The ability of experimental AV to inhibit the svPLA2 activity. C. control (egg yolk with PBS after boiling; 3min in 98oC in waterbath); 1 and 2. egg yolks with MLO pre-incubated with undiluted and two times diluted antivenom (1:1 ratio); 3. egg yolks with intact MLO.

Figure 6.

The ability of experimental AV to inhibit the svMP activity. C. control (milk with PBS; 30min in 22oC); 1 and 2. milk with MLO pre-incubated with undiluted and two times diluted antivenom (1:1 ratio); 3. milk with intact MLO.

Discussion

Horses are the preferred species for sourcing antivenom immunoglobulins for the industrial production of antivenoms. However, it has been suggested that ovine antivenoms are safer products for humans (Landon and Smith, 2003; Gerardo et al, 2017). Nevertheless, until now no clinical evidence has shown significant differences of adverse reactions caused by both types of antivenoms (Abubakar et al, 2010; Gutiérrez et al, 2018). The WHO guide for standard protocols of snake antivenoms purification does not restrict manufacturers in the source and method for antivenom production (WHO, 2018). The main rule for the preferable method for this should be the one that renders the highest purification with the fewest number of steps. In contrast to pepsin digestion, usually performed for the equine immunoglobulin F(ab’)2 fragments production, enzymatic digestion with papain is used to produce sheep Fab fragment-based antivenoms. The León et al (2000) papain digestion method does not reduce the potency of plasma, but because of its pharmacokinetic properties, Fab fragments are rapidly eliminated from the body by renal filtration after intravenous administration (Gutiérrez et al, 2018), which leads of antigenemia and envenomation (Seifert and Boyer, 2001; Bush et al, 2015) and hence, to the need of more doses of antivenom. All these studies appear to support the use of protocols to produce the antivenom using sheep whole IgG. This is also because of the ease/price/yield ratio for our country (Hamza et al, 2016).
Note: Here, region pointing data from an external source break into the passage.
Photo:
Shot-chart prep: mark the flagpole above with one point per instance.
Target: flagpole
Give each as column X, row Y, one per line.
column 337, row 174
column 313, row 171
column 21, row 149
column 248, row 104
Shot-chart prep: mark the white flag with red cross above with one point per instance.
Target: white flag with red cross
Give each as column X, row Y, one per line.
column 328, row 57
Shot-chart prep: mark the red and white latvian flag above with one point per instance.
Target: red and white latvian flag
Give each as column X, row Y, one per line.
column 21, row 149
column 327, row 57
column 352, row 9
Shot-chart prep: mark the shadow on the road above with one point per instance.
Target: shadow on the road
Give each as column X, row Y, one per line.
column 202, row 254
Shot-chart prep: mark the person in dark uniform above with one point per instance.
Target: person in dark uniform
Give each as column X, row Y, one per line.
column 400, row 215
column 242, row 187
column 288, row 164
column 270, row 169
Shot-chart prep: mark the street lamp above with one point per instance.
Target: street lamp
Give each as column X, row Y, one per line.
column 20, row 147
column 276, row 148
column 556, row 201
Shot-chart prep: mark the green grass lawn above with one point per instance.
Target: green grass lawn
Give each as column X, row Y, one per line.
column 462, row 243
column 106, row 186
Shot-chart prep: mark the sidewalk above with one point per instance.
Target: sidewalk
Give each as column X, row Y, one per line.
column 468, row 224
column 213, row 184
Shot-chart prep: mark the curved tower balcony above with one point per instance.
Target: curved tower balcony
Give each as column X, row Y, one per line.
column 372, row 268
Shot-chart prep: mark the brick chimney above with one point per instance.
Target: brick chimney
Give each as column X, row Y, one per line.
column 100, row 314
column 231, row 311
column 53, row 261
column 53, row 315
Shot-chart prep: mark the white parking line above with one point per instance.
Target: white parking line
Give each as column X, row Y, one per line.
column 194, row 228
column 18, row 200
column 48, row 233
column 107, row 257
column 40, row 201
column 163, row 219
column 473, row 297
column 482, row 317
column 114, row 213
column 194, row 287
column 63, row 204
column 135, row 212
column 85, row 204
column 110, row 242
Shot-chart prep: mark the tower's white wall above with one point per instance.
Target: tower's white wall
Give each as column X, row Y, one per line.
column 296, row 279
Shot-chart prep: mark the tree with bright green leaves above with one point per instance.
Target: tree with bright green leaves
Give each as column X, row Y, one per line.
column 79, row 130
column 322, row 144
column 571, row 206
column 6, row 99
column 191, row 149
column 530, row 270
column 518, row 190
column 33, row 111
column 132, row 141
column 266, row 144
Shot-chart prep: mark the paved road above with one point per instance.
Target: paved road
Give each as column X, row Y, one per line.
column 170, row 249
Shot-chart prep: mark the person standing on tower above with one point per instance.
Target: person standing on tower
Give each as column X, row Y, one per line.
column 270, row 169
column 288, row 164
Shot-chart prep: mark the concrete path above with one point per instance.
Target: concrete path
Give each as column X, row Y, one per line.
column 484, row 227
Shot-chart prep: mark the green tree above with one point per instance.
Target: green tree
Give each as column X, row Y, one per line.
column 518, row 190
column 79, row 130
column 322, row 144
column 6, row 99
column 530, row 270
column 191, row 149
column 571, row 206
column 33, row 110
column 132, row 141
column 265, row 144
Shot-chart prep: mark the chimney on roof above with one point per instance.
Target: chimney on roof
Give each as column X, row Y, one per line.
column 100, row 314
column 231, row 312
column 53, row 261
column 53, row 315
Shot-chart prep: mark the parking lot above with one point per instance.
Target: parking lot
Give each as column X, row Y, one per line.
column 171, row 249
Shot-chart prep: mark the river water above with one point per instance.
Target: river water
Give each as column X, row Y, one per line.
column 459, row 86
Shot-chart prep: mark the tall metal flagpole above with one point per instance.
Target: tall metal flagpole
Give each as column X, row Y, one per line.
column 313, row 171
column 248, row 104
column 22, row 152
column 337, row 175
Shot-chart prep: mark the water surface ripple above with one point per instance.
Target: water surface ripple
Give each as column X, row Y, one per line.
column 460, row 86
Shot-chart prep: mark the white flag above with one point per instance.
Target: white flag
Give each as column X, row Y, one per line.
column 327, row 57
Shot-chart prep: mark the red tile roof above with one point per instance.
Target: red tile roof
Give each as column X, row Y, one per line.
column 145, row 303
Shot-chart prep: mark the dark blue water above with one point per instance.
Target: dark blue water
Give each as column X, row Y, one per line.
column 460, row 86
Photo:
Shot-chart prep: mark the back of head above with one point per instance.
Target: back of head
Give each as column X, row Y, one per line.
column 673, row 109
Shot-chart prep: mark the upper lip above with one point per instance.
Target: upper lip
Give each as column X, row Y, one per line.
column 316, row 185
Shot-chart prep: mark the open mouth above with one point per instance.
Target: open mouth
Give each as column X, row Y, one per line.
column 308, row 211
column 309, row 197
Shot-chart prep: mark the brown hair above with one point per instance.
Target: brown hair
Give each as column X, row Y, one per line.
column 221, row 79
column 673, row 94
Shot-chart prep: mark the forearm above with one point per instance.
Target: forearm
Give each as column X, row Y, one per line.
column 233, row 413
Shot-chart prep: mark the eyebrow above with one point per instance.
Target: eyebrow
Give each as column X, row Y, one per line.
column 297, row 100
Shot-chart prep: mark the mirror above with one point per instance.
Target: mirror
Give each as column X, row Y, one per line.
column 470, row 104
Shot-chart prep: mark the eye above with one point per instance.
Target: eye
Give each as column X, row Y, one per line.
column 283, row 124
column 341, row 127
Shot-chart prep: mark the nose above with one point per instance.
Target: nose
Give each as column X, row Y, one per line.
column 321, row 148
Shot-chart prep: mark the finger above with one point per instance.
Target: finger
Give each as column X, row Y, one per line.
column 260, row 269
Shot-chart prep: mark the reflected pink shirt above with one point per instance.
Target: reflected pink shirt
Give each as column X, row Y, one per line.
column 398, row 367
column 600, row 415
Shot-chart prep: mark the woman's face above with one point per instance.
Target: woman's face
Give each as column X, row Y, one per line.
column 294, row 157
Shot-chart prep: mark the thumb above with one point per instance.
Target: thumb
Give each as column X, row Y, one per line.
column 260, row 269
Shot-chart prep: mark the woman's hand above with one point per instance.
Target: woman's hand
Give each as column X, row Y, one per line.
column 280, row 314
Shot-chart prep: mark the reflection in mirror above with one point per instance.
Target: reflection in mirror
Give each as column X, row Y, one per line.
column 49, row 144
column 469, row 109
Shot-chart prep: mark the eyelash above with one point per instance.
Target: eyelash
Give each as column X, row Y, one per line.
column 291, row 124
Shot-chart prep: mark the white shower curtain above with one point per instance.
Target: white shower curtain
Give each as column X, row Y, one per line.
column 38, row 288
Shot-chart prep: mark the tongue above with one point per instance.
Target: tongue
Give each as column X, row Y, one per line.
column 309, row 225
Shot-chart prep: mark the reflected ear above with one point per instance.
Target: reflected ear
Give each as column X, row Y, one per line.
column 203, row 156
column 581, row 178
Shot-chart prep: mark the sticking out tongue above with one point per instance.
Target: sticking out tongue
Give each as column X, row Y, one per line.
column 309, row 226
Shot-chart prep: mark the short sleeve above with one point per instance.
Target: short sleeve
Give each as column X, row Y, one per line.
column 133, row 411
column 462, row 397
Thus this experimental product could become a prototype for the monovalent anti-Macrovipera lebetina obtusa antivenom, as its manufacturing is needed not only in Armenia, but also in the neighboring countries in our region.
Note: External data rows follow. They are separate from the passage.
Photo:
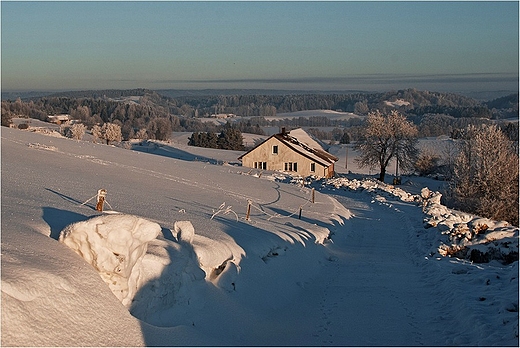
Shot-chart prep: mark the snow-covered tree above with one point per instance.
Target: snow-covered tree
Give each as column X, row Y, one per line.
column 485, row 176
column 387, row 136
column 141, row 134
column 111, row 132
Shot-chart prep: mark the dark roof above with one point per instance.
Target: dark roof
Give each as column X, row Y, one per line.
column 318, row 155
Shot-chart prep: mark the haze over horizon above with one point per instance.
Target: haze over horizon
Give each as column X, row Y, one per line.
column 441, row 46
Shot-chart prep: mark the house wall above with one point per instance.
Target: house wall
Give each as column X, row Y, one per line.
column 264, row 153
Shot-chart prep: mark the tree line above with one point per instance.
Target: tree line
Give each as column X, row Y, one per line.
column 482, row 165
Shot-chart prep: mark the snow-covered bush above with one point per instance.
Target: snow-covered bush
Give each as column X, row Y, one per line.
column 115, row 246
column 485, row 178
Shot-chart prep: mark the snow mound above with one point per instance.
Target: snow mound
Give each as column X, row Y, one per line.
column 467, row 236
column 184, row 230
column 115, row 246
column 462, row 235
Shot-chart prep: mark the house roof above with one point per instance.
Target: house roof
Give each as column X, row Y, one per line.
column 299, row 142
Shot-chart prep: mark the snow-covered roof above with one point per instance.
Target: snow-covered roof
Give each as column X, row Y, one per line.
column 302, row 143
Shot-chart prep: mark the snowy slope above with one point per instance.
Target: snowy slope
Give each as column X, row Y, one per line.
column 356, row 269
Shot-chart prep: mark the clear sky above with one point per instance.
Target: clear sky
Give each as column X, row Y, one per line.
column 273, row 45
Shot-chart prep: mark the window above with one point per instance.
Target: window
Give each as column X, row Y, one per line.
column 260, row 165
column 291, row 166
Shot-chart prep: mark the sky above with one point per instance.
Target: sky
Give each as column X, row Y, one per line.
column 268, row 45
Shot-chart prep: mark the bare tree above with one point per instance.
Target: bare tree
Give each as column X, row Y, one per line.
column 96, row 133
column 78, row 131
column 485, row 176
column 387, row 136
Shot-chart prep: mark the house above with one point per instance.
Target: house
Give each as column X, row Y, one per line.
column 59, row 119
column 293, row 152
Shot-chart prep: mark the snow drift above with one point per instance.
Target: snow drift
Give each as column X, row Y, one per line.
column 115, row 246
It is generally understood that the increased polyvalency in antivenoms entails diminished potency against a venom, although only a few studies have addressed this question directly (Raweerith and Ratanabanangkoon, 2005, for some Asian elapids; Dos-Santos et al, 2010, for some American vipers). In the case of the genus Vipera, there are several recent publications concerning the para-specificity and cross-reactivity of some polyvalent antivenoms raised against Vipera and Macrovipera venoms (Archundia et al, 2011, Pla et al, 2020), including our previous investigation concerning this question (Kurtovic et al, 2014). Based on all these works and our own observations, we suggest that in many cases it may be preferable to have the monovalent antivenom, which has cross-reactivity with the venom of other vipers of the region rather than polyvalent, which can lead to adverse reactions in as many as 60% of the clinical cases.
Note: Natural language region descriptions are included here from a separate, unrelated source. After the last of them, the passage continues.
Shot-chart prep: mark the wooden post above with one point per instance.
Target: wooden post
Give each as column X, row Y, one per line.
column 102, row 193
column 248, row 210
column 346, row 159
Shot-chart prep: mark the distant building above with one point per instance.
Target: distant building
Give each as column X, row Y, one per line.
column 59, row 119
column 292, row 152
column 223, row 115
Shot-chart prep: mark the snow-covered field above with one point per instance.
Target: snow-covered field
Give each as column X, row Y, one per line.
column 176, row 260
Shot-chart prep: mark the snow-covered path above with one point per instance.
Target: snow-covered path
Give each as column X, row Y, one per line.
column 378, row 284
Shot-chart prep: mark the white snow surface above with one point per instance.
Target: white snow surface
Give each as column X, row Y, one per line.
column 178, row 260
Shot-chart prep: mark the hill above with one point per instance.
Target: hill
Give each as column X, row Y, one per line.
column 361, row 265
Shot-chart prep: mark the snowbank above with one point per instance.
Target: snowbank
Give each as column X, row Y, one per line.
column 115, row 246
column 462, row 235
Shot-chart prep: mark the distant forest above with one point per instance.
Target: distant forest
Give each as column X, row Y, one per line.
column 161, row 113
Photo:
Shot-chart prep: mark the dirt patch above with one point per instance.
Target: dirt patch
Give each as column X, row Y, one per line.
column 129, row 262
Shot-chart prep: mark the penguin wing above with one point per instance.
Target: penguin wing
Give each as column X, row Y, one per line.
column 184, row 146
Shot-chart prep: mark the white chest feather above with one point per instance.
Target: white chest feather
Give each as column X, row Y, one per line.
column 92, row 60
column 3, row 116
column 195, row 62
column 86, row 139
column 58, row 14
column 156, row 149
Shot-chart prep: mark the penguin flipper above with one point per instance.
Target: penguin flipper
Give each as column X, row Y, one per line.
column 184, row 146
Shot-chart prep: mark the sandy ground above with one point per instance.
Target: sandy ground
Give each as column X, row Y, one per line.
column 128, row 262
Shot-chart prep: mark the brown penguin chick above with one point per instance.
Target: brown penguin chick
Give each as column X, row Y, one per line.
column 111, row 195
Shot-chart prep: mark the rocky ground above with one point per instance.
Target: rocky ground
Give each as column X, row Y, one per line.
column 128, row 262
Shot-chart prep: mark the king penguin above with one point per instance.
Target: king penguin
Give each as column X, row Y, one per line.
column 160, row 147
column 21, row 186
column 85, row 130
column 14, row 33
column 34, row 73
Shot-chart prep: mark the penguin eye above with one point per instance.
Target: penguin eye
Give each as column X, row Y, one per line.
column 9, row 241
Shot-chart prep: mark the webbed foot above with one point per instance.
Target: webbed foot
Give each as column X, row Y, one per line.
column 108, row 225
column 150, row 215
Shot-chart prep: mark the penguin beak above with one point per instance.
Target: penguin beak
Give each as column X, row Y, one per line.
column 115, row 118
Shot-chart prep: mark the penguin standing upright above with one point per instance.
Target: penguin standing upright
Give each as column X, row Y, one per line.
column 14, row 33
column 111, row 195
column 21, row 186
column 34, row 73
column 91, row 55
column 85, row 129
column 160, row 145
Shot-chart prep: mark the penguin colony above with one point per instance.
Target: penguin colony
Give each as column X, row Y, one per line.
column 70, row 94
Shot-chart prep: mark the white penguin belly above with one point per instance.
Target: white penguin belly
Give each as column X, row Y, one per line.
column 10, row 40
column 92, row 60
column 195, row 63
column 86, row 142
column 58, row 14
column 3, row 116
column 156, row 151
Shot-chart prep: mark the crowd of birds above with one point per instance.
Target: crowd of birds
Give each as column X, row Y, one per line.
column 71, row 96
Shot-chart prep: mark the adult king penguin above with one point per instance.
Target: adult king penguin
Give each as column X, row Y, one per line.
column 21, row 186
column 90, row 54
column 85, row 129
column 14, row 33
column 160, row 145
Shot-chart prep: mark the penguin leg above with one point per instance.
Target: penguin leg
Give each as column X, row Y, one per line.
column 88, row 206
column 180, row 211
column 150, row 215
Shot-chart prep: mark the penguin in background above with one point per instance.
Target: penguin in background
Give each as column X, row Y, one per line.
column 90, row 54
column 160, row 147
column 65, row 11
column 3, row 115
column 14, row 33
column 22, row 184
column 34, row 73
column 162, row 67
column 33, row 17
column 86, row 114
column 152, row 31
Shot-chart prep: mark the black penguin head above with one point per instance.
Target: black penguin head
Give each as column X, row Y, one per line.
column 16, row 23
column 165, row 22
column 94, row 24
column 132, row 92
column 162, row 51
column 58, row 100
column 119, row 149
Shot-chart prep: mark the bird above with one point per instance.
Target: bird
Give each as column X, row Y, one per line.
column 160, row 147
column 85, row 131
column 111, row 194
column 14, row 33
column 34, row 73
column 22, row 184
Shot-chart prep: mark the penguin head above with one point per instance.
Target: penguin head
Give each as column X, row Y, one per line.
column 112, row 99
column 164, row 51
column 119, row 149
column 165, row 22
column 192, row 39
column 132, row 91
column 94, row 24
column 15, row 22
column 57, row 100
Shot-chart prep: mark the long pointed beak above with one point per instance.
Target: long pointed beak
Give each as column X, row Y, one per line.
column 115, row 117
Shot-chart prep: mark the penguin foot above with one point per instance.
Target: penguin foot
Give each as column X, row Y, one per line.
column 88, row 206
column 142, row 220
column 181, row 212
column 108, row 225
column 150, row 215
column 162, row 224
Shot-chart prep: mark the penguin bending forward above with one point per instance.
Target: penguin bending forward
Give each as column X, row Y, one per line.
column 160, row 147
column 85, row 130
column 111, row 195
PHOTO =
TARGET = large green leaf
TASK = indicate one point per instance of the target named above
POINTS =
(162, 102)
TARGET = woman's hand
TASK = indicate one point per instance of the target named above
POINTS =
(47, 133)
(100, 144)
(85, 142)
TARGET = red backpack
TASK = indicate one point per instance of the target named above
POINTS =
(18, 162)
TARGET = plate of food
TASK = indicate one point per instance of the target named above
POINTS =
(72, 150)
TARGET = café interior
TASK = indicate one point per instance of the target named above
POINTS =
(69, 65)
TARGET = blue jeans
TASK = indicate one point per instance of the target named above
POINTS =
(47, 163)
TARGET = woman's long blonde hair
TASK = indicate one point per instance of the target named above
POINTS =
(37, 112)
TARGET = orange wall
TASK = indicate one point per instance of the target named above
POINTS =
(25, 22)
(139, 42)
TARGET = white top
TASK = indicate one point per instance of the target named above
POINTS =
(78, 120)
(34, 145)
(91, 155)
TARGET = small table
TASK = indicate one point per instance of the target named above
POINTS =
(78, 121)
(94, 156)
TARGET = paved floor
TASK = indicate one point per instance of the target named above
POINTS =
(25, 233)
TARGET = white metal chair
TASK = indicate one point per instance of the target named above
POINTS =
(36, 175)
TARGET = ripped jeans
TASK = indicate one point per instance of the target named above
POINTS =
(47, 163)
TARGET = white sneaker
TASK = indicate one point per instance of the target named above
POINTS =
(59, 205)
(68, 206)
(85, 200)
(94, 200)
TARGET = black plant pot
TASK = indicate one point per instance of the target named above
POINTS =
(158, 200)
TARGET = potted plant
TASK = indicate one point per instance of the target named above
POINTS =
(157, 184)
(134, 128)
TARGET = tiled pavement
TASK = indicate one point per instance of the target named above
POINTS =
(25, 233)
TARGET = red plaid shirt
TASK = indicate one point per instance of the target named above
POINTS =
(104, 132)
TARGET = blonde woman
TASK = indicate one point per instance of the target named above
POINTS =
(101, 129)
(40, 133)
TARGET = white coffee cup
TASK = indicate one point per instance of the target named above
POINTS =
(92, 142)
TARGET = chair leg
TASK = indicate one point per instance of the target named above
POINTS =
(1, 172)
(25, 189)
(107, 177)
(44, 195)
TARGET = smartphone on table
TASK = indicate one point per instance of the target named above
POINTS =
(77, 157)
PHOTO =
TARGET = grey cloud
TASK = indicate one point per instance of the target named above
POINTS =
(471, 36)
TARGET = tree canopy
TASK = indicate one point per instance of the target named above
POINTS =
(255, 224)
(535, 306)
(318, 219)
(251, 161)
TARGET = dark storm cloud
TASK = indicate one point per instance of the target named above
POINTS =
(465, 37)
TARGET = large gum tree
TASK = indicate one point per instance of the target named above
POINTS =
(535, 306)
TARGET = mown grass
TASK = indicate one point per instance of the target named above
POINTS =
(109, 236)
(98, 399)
Overall, our data indicate that the experimental antibody serum developed against MLO venom described in this article displays high effectiveness and targets the components of viper venom that compile the toxic potential of the venom. However, further pre-clinical investigations are needed before clinical trials of these antivenoms. Considering the lack of easy availability and accessibility of antivenoms in Armenia such studies are of considerable importance.